What we focus on enlarges, what we don't focus on, diminishes. Some people believe that changing their minds about themselves and their circumstances is being phony or "not keeping it real." Yet giving those effluents too much real estate in your mind, contaminates your spirit and tarnishes your self-esteem and sense of empowerment.

If you don't like what you have become, what you have done, or are doing...STOP. Stop thinking you are hellbound versus heaven sent this earth. You are whatever you believe you are. A successful person never became successful contemplating on his or her failures. We all have fallen some time or another, but the story doesn't stop there. GET UP!
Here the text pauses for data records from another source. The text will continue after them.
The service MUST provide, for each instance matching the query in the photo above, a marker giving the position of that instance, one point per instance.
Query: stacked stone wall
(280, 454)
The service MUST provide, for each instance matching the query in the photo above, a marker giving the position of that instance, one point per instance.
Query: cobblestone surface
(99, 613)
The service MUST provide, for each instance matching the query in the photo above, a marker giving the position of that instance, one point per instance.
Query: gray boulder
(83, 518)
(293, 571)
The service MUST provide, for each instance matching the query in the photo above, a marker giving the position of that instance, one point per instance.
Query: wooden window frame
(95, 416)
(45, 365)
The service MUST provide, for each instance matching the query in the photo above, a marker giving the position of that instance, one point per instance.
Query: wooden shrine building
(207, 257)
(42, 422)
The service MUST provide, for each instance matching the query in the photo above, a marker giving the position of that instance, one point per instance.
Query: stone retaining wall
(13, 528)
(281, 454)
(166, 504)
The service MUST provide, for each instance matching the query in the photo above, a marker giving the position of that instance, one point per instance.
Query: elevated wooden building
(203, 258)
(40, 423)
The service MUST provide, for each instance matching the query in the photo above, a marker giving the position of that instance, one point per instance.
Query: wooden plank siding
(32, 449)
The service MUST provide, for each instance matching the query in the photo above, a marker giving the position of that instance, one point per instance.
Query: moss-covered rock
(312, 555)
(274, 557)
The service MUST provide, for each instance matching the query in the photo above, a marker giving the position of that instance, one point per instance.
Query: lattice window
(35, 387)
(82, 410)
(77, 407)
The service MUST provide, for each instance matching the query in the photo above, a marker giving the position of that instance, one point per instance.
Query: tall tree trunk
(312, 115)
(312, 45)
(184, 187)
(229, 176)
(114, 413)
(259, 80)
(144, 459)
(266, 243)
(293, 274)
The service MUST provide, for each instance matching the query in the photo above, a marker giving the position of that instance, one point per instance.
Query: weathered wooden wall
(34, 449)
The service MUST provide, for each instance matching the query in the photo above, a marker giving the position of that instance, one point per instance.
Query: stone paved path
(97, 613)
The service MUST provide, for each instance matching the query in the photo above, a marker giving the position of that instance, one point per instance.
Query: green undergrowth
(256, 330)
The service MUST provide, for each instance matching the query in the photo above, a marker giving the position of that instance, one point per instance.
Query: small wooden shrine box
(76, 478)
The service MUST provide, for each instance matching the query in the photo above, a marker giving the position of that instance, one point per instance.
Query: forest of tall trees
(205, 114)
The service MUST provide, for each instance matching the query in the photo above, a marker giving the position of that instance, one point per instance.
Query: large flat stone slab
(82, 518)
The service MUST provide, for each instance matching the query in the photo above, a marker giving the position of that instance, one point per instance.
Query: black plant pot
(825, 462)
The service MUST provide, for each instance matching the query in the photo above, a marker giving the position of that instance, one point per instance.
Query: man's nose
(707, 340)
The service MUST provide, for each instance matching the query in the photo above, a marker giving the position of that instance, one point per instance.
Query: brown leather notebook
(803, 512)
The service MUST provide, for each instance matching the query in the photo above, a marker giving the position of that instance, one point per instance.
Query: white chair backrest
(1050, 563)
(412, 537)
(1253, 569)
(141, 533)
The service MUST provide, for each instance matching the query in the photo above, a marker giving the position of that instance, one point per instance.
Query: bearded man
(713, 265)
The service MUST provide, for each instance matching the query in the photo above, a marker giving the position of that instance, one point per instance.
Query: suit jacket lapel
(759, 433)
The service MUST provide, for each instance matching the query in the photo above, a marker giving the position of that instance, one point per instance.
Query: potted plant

On your quest to be the very best you God has endowed you to be, be mindful of who you are surrounding yourself. People are mirrors in our lives. Stop looking into broken mirrors to see clearly who you are, for the image that reflects back is broken. You have to separate yourself from darkness to see your light...but it first begins by you believing that you are light. Sometimes God will actually send people in your life to reflect who you are and encourage you onto your path of becoming...

Saturday, February 13, 2010

Are You Ready For Your Heart's Desires?

“Happiness isn't getting what you want, it's wanting what you've got.”-anon

"You change your life by changing your heart.”-anon

“In prayer it is better to have a heart without words than words without a heart.”-Ghandi

People in general live in a vacuum called "want". As soon as they get one thing, they want another. Some people hoped and wished for a higher-paying job and then after they got that job, they set their eyes on another one. Some people want a new car, a new house, or a new relationship yet when they get those "heart-felt" desires, the satisfaction lasts for only fleeting moments.

There are some desires that outweigh others, like finding that someone special or having children. For some people these type of desires are not so easily manifested. Nonetheless, these desires drive their conversations, attitudes, opinions and outlook on life. They may feel that if they had this "missing link" that their lives would somehow be fulfilled or so blissfully happy.

Nonetheless, desire alone does not make a person a qualified candidate for fulfillment of certain desires. Just because your 13 year old son wants a car doesn't make him qualified, skilled, or mature enough to drive or maintain a vehicle. Nonetheless, adults sometimes fall into an array of delusion to think because they want something that they should have it (even if they are not qualified).

For example, you may want a child but are you qualified to provide for that child physically, financially, emotionally, or psychologically? Would you do more harm than good? Parenting is not a hundred-dash but a marathon. You may want the spouse of your dreams. Nonetheless, are you qualified to be the spouse of her or his dreams? What are you bringing to the table? Lopsided relationships are draining and lead to failure. Low self-esteem, selfishness,inflexibility, financial imprudence, lack of communication, promoscuity, are all impediments one can bring into their "dream" and thus turning it into a nightmare for the other person.

Are you truly ready for the manfiestation of your heart's desires? Are you ready to maintain that larger house, pay for that higher car note, be that role model for that child, or assume the extra responsibility and visibility with that new position?

One of the worse feelings is to have that manifestation actualize and you find yourself ill-equipped to receive and enjoy it to the fullest. Life is about preparation. While you are in one season in your life, you should always be preparing for the next season. Don't let your emotions get you sidetracked. What you are experiencing today is temporary, so don't get caught up with all the drama life brings. If you do, you will be caught off guard when God brings your heart's desires. You won't be able to appreciate them like you should. Stay focused. That's why the bible admonishes us to look up toward the hill...stay focus on the prize and not all the distractions and nuisances of life.